Fui ali recebido com os agrados e as condescendências que reservavam para o neto do prefeito da terra. Tinha o meu mestre uma mulher morena e bonita, que me beijava todas as vezes que eu chegava, que me fazia as vontades: chamava-se Judite. Gostava dela diferente do que sentia pela minha tia Maria. Ela sempre que me ensinava as letras debruçava-se por cima de mim. E os seus abraços e os seus beijos eram os mais quentes que já tinha recebido.

E o dr. Figueiredo não parava no lugar. Só ficava quieto lendo os jornais e os livros, que tinha muitos pela mesa. A mulher era quem me ensinava, quem tomava conta de mim. Uma vez a vi chorando, com os olhos vermelhos, e o dr. Figueiredo saindo de casa batendo a porta. E doutra, enquanto eu ficava sozinho na sala com a minha carta na mão, ouvi no interior da casa um ruído de pancadas e uns gritos de quem estivesse apanhando. Compreendi então que a minha bela Judite apanhava do marido. Tive mesmo ímpeto de correr para a rua e chamar o povo para acudi-la. Mas fiquei quieto na cadeira, escutando-lhe o soluço abafado. Mais tarde ela chegou para me ensinar, e me abraçou e me beijou como nunca. Fiquei a pensar no que sofria a minha amiga, na convivência daquele homem magro e alto. E o meu coração sentiu-se cheio de uma afeição estranha pela sua mulher. Era tão terna para mim, me punha no colo para me agradar, para me dizer que me queria um bem de mãe. Eu sentia o seu sofrimento como se fosse o meu.

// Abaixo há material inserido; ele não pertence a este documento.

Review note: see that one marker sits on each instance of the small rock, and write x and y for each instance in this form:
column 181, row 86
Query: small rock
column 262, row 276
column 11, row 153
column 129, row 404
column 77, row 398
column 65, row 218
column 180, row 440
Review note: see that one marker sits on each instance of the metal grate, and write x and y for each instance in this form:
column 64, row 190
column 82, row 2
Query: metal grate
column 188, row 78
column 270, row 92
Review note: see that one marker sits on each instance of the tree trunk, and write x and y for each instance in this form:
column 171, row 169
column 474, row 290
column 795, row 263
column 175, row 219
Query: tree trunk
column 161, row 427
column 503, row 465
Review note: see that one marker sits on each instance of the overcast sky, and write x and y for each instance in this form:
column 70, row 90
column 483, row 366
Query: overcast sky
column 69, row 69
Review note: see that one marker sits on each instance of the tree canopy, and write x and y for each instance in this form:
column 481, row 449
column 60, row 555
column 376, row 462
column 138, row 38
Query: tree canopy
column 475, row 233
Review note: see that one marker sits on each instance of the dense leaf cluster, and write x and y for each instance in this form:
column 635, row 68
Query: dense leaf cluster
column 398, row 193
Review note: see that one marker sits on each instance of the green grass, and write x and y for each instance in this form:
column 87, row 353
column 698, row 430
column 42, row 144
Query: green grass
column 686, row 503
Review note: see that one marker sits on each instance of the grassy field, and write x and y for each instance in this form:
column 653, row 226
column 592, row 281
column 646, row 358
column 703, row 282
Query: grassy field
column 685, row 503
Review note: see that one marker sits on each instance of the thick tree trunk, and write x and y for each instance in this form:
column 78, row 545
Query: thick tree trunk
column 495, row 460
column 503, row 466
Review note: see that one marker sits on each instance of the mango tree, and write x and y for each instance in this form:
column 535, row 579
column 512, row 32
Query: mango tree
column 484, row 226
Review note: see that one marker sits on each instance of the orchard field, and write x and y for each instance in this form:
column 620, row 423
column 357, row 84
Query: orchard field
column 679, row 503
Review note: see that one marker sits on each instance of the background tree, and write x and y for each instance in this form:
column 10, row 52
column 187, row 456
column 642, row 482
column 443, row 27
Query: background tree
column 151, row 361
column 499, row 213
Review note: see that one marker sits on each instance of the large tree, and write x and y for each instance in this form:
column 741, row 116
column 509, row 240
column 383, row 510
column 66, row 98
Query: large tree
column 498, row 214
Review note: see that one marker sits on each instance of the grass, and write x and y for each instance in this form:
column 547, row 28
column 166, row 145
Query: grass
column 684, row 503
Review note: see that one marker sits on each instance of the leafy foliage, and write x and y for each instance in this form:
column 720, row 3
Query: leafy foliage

Foi ali com ela, sentindo o cheiro de seus cabelos pretos e a boa carícia de suas mãos morenas, que aprendi as letras do alfabeto. Sonhava com ela de noite, e não gostava dos domingos porque ia ficar longe de seus beijos e abraços.

Depois mandaram-me para a aula dum outro professor, com outros meninos, todos de gente pobre. Havia para mim um regime de exceção. Não brigavam comigo. Existia um copo separado para eu beber água, e um tamborete de palhinha para "o neto do coronel Zé Paulino". Os outros meninos sentavam-se em caixões de gás. Lia-se a lição em voz alta. A tabuada era cantada em coro, com os pés balançando, num ritmo que ainda hoje tenho nos ouvidos. Nas sabatinas nunca levei um bolo, mas quando acertava, mandavam que desse nos meus competidores. Eu me sentia bem com todo esse regime de miséria. Os meninos não tinham raiva de mim. Muitos deles eram de moradores do engenho. Parece que ainda os vejo, com seus bauzinhos de flandres, voltando a pé para casa, a olharem para mim, de bolsa a tiracolo, na garupa do cavalo branco que me levava e trazia da escola.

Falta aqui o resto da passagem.